Isto se fez necessário, visto que o grupo anterior (nove) era um número alto para o estudo proposto, além também de alguns deles, após serem convidados para participarem da pesquisa, não terem retornado com alguma resposta à pesquisadora. Após seleção de um universo menor de participantes da pesquisa, foi feito contato individualmente com todos eles via email ou telefone. Todos os ilustradores/escritores se pronunciaram de forma positiva e retornaram o contato, bem receptíveis, aceitando fazer parte dessa pesquisa. Ficou definido que, devido à importância desses artistas no percurso da história da ilustração, eles estariam fazendo parte do estudo com a declaração dos respectivos nomes legítimos, sendo sua trajetória incluída no desenvolvimento da pesquisa bibliográfica.
Por amostragem, posteriormente, foi feita análise de uma obra literária infantil de cada autor selecionado, com a finalidade de verificar aspectos relacionados aos processos criativos desses autores, quando escrevem e ilustram, cruzando elementos identificadores do estilo dos ilustradores/escritores com os dados da entrevista.
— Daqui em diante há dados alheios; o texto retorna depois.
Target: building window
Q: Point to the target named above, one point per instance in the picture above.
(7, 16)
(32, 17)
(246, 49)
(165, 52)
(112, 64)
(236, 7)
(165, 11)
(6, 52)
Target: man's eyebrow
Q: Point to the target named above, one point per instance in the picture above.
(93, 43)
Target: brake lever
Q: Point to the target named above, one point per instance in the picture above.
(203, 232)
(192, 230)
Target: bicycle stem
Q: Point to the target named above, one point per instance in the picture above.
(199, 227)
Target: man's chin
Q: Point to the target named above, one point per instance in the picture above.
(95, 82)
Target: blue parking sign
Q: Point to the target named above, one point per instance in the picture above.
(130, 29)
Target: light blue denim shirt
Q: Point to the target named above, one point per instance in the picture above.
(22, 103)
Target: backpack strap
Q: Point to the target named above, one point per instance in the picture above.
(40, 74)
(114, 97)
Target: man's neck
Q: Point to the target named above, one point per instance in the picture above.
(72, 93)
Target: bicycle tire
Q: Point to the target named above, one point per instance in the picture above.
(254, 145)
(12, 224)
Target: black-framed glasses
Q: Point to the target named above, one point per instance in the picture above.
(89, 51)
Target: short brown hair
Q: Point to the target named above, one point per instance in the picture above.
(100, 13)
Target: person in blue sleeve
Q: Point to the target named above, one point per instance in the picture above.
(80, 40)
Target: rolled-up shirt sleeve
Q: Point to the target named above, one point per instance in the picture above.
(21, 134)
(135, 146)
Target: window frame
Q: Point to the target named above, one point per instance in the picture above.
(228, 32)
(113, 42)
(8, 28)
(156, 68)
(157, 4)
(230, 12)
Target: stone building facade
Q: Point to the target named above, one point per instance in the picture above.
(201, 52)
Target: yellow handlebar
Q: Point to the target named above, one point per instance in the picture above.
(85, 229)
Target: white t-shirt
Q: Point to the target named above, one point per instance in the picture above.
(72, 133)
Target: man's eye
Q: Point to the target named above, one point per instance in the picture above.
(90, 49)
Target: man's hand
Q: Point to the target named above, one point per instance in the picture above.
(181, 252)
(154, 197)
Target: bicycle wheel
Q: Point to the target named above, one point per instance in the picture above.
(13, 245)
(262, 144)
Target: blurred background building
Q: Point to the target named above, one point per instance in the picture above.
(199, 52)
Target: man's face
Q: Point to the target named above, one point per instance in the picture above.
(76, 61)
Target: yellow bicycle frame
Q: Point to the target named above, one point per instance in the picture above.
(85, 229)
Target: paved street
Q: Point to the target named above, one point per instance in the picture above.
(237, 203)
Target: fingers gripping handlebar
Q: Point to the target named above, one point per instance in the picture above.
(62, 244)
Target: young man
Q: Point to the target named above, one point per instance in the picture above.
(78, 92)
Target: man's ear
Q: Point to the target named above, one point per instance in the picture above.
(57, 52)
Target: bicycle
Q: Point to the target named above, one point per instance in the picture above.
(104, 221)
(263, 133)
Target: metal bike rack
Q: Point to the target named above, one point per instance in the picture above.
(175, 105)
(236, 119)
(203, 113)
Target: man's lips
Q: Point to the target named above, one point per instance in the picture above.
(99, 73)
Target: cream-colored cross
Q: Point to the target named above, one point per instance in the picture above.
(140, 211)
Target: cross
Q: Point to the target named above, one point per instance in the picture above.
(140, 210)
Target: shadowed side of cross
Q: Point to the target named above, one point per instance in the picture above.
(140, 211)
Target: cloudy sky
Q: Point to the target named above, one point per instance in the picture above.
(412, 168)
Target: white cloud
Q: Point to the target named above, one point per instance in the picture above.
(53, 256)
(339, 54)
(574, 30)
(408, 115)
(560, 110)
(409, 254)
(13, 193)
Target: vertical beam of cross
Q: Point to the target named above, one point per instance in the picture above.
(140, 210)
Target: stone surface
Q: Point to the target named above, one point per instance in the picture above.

Nessa etapa da pesquisa, foi feita análise das narrativas verbais e visuais, além do projeto gráfico que inclui capa, composição das imagens e texto verbal, diagramação, etc.
Antes, porém, de focalizar ilustradores/escritores da atualidade, para se evitar anacronismos ou análises que não consideram o papel de ilustrar dentro de uma série histórica de longa duração, mostrou-se necessário um breve rastreamento de ilustrações em livros de literatura para crianças com o foco no lugar ocupado por elas em livros selecionados da tradição ocidental e da produção brasileira.